4. Swallow. Swallow begins as a character study of a pregnant young wife who, physically and emotionally secluded in a prison of privilege, succumbs to an irresistible impulse to swallow inedible objects (from marbles to tacks); but the film ultimately evolves into a mini-saga of emancipation. And honestly, if that is how this had been pitched to me, I probably would have passed. But writer/director Carlo Mirabella-Davis is a sly one – unafraid to inject blunt metaphors into the visuals or bleed subtext into text, while hiding subtleties in the seemingly unsubtle (see, e.g., a reference to Revenge (2018) in a would-be nursery). And with a big assist from Haley Bennett (who I suspect may have been cast to vaguely remind us of Michelle Williams), this one earns its bold, if uneasy, catharsis.

3. Promising Young Woman. For most viewers, it seems, Promising Young Woman lives or dies on its denouement – a provocation, for sure.  But for me, the second most interesting sequence of writer/director Emerald Fennell’s divisive debut involves a confrontation between our antiheroine (Carey Mulligan) and a criminal defense lawyer (Alfred Molina).  I immediately thought to myself, surely that is not how this interaction ends.  But among a growing crop of emerging filmmakers with a distinctly post-MeToo take on genre (in this instance, the female-driven psychodrama), Fennell manages to acknowledge the humanity of the socio-political villain du jour (the white male) far better than the likes of the indie-cinema darling du jour, Eliza Hittman, and her strained commitment to Bechdel compliance (Never Rarely Sometimes Always).  The woke critics will likely criticize this aspect of Promising Young Woman for muddying the message of rape culture running rampant; but it is this sense of humanity—in both its male and female characters—that distinguishes a pointed narrative that rings true from a mere exercise in preaching to the converted.  

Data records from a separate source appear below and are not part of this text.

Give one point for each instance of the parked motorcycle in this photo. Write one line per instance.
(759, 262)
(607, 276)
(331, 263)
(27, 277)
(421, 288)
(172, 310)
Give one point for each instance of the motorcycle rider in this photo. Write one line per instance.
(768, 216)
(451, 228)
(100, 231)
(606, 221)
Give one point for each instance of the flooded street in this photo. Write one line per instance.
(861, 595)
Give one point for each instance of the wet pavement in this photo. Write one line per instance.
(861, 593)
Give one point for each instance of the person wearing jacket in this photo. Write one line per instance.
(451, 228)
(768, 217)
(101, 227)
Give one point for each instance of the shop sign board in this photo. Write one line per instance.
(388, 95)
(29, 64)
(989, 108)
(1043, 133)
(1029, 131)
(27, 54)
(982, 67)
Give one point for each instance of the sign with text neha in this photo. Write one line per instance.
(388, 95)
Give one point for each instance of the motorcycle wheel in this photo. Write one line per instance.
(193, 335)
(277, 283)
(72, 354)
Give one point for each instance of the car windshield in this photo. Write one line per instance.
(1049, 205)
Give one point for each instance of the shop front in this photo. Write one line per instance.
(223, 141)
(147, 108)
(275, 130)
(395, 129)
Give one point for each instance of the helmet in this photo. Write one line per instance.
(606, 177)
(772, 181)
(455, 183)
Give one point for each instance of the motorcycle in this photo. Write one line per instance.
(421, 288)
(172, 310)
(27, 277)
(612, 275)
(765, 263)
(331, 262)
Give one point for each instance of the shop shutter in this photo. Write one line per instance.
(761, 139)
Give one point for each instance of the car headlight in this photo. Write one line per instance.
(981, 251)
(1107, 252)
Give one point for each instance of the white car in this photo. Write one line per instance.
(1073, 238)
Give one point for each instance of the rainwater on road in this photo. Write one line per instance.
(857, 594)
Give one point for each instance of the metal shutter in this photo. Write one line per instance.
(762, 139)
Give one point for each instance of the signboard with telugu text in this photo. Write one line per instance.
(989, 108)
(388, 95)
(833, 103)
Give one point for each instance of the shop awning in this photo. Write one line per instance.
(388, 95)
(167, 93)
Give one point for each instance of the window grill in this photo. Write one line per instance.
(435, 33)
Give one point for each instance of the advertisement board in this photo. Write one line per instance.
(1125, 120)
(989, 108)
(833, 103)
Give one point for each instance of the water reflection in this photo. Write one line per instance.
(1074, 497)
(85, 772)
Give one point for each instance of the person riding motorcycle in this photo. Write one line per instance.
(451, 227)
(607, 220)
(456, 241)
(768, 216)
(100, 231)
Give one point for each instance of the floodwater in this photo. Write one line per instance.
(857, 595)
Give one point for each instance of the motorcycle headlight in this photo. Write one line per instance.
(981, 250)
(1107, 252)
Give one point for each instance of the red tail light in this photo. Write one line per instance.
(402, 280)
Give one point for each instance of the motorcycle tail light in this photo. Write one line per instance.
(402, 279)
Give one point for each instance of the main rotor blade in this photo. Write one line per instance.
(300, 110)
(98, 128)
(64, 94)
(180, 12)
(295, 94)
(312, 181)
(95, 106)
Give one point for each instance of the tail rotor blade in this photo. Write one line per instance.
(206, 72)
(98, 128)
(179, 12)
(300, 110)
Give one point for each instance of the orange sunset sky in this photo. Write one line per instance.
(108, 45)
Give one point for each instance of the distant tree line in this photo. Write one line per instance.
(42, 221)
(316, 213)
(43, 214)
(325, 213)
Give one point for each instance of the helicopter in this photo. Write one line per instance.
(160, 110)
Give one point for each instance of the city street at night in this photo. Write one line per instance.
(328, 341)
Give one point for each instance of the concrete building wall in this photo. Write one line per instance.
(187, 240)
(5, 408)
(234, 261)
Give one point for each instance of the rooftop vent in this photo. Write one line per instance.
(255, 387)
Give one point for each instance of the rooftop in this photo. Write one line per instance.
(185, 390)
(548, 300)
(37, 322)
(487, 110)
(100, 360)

2. Palm Springs. To someone who is not a fan of the most recent variations on the classic Groundhog Day (1993) (e.g., Edge of Tomorrow (2014), Russian Doll (2019)), Palm Springs turned out to be the most pleasant surprise—and the most rewatchable movie—of 2020. Director Max Barbakow and writer Andy Siera took a rather clever approach to riffing on that beloved film: use the audience’s familiarity to abbreviate the storytelling, without being cute with any overt references; add in another main character and adopt two perspectives; and answer some of those unanswered questions behind the original conceit without necessarily committing to a full explanation. But none of this would work as well as it does without spot-on performances – notably, Andy Samberg and Cristin Milloti (but most notably, Milloti).

1. The Assistant.  To my mind, the word “systemic” has become one of the most overused adjectives – more often than not, shorthand for what is nothing more than grossly oversimplified, ideologically-motivated assumptions about the causes of social ills; an intentional hindrance to nuanced discourse. But that is not to say there are not systems that are perpetuated to benefit the few to the detriment of the many. And with this narrative feature debut, Kitty Green, already an accomplished documentarian (Ukraine is Not a Brothel (2013), Casting JonBenet (2017)), clearly knows how to bring to bear the power of nuanced cinematic storytelling to expose just how such a system works – perhaps better than any documentary could. The inquiry: how could a studio like Miramax thrive unchecked for so long under the leadership of a habitual sex offender like Harvey Weinstein? The approach: follow a highly-educated, low woman on the totem pole (Julia Garner)–assistant to a Weinstein-esque presence–through the routine tasks of one day at the office (a la Jeanne Dielman, 23, quai du Commerce, 1980 Buxelles (1975) sans the anesthetizing pacing). The dramatic centerpiece: a visit by our assistant to the head of human resources, which may have the most authentic dialogue I witnessed on screen in 2020. The net result: an empathy machine built to render the seemingly inexplicable as explicable.